Fig. 8. 22 G needles induce higher pro-apoptotic effects of TRAIL compared to unmodified INTEGRA pipette tips.

Summary data for the (a) viability and (b) apoptosis of PC3 cells, and (c) representative AV/PI flow cytometry plots. d TRAIL sensitization calculated using Eq. 5 from the viability after fluid shear stress exposure. e Summary data for the percentage of depolarized mitochondria and (f) representative flow cytometry plots. Data shown for PC3 cells exposed to 2000 shearing cycles using the VIAFLO96 (n = 3–5 independent experiments; two-way ANOVA test (a, b, d, e)). *p < 0.05, **p < 0.01, ***p < 0.005, ****p < 0.0001. Error bars represent ± SEM.

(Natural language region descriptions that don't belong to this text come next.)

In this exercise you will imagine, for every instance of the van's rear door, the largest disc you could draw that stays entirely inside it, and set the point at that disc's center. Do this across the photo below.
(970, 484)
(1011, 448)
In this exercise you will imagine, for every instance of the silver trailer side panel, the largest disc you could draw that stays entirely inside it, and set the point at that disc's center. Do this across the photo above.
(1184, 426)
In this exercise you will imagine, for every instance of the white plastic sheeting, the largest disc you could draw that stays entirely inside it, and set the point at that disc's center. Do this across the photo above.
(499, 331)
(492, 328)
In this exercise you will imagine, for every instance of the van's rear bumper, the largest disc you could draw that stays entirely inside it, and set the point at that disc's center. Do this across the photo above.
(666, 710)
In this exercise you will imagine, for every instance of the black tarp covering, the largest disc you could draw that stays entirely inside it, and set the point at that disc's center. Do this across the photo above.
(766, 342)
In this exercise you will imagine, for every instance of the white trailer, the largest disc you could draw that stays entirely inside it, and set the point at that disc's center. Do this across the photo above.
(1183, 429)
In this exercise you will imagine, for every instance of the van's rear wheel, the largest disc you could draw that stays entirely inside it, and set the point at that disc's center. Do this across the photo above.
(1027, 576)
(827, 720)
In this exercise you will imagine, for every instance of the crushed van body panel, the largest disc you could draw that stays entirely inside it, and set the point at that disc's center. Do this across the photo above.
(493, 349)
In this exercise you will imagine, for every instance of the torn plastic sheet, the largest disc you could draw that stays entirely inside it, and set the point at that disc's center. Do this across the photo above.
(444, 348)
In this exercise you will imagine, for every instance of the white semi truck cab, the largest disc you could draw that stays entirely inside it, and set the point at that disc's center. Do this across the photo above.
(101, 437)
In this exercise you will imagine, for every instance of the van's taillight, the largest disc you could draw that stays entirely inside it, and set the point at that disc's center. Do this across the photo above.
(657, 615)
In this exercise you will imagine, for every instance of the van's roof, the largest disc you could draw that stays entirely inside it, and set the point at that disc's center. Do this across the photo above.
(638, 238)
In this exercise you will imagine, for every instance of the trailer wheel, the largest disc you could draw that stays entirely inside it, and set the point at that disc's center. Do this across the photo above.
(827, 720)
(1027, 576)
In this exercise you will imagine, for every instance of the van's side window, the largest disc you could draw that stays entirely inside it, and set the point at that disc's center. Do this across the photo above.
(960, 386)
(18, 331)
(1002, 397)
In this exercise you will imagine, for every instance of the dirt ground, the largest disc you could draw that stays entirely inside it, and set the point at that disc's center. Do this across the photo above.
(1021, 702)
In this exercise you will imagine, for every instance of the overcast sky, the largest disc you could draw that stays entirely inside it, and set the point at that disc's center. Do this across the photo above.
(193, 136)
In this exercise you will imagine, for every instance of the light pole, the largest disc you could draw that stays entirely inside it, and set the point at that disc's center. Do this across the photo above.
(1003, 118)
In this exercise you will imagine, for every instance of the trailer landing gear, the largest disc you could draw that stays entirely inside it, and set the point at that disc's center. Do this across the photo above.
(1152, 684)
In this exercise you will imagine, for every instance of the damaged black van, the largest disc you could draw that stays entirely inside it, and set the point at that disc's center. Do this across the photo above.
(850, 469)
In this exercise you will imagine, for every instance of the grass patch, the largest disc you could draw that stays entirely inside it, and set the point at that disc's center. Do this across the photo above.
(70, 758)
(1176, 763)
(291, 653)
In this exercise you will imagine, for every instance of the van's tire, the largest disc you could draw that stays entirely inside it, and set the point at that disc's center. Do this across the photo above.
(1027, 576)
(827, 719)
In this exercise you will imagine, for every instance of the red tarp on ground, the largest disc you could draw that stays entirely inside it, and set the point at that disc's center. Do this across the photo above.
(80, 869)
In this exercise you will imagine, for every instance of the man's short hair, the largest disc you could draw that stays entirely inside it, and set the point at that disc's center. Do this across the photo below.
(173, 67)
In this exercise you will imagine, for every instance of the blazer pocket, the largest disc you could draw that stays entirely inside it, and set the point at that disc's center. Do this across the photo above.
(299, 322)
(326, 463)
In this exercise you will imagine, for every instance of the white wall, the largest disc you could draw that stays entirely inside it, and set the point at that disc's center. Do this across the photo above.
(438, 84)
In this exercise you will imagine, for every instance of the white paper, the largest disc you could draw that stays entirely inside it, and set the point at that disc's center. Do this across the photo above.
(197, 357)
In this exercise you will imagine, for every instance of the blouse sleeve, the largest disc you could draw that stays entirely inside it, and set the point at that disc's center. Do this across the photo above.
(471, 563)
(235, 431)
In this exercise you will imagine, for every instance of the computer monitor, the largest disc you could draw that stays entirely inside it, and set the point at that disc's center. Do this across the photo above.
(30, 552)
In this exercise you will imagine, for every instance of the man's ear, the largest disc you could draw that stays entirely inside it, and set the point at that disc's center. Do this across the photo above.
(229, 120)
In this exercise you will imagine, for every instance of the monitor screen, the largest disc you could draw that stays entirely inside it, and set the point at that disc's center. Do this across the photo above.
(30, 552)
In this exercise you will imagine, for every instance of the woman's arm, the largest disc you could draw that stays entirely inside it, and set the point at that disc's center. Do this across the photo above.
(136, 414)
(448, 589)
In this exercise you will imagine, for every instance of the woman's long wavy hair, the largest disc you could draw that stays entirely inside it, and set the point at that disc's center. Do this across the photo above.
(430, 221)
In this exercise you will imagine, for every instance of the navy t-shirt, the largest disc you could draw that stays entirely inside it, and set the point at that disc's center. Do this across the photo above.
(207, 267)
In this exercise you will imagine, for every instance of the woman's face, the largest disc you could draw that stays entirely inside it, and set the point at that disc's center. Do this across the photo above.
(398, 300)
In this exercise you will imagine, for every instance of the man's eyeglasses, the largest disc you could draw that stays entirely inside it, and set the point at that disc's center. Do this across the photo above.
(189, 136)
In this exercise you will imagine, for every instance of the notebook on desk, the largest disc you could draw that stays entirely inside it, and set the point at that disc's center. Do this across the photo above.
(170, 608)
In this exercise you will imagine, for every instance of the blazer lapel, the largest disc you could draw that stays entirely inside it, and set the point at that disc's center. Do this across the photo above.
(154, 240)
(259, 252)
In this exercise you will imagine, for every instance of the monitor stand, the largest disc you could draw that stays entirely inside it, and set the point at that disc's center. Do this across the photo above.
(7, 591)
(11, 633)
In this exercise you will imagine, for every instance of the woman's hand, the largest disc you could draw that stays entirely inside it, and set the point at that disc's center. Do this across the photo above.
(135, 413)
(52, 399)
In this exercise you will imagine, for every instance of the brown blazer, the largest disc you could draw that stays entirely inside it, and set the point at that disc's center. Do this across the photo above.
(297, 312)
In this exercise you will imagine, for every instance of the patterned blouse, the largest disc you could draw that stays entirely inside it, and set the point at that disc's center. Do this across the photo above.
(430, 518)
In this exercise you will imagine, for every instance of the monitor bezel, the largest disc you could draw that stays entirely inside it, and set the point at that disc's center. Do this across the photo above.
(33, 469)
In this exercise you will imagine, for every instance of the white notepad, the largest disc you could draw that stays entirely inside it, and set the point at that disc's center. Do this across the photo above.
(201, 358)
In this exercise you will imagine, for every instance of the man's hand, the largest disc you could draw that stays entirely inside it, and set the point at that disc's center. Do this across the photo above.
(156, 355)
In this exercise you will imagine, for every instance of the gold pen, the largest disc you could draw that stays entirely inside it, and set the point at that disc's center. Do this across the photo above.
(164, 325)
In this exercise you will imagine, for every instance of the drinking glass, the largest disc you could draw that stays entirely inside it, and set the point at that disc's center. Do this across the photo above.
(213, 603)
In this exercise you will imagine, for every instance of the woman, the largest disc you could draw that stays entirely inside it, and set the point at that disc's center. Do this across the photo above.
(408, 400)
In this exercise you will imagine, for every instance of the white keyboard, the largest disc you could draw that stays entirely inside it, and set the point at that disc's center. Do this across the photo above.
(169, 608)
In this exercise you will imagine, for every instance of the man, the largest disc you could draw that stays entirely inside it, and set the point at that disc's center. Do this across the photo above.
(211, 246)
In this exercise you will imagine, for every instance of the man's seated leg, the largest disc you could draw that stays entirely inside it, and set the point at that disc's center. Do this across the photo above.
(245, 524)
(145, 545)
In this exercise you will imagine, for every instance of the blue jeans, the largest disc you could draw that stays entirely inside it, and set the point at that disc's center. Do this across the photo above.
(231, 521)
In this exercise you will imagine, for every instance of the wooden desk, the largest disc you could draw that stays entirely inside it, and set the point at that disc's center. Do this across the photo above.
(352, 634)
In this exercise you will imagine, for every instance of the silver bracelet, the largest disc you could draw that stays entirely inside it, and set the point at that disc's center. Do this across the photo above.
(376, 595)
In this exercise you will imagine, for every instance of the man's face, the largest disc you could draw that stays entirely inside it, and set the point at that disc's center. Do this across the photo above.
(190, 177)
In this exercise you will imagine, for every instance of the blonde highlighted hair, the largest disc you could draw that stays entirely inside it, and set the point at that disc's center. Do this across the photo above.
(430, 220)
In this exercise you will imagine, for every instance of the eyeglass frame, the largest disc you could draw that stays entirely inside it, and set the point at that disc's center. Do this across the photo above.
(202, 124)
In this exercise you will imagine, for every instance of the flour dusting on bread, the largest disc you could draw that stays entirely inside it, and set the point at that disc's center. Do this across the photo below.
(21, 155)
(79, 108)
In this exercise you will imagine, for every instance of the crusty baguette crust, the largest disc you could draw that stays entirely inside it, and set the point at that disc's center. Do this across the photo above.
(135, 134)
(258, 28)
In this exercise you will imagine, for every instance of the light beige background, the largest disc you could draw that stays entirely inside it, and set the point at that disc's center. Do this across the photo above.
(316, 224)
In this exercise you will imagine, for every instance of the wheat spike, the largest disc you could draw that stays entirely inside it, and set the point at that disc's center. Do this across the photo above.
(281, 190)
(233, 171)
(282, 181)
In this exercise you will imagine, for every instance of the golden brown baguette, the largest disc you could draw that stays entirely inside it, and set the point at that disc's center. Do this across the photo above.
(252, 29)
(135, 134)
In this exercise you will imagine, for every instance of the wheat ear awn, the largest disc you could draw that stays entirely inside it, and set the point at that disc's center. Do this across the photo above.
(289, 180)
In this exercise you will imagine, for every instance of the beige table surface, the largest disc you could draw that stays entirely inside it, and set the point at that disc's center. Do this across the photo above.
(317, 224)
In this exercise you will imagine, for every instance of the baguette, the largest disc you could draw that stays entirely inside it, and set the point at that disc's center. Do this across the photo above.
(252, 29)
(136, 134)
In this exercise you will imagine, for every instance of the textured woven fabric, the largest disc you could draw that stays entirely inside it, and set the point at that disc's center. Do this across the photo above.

Fig. 9. Process overview using the VIAFLO96 to test the effects of fluid shear stress on primary immune cells.

a 22 G needle attachment and 1% BSA incubation arrangement to prepare the VIAFLO96. b Procedure to prepare the static and shear samples of BMDC cells. c Downstream semi-automated overview for intracellular flow cytometry preparation.

Fig. 10. Enhanced differentiation of murine BMDCs.

a Procedural overview for the isolation and exposure of BMDCs to fluid shear stress. b Summary data and (c) representative flow cytometry plots for the percent expression of various BMDC differentiation and co-stimulatory molecules following 5000 shearing cycles using 22 G needles with the VIAFLO96 system (n = 3 independent experiments; box and whisker plot whiskers extend from min to max, the box extends from the 25th to 75th percentiles, the horizontal line indicates the median and the mean is plotted as (+); unpaired t-test comparing the static to the shear condition for each marker examined). GM-CSF granulocyte macrophage-colony stimulating factor, phosphor-NF-kB phosphorylated-nuclear factor-kappa B. *p < 0.05, **p < 0.01.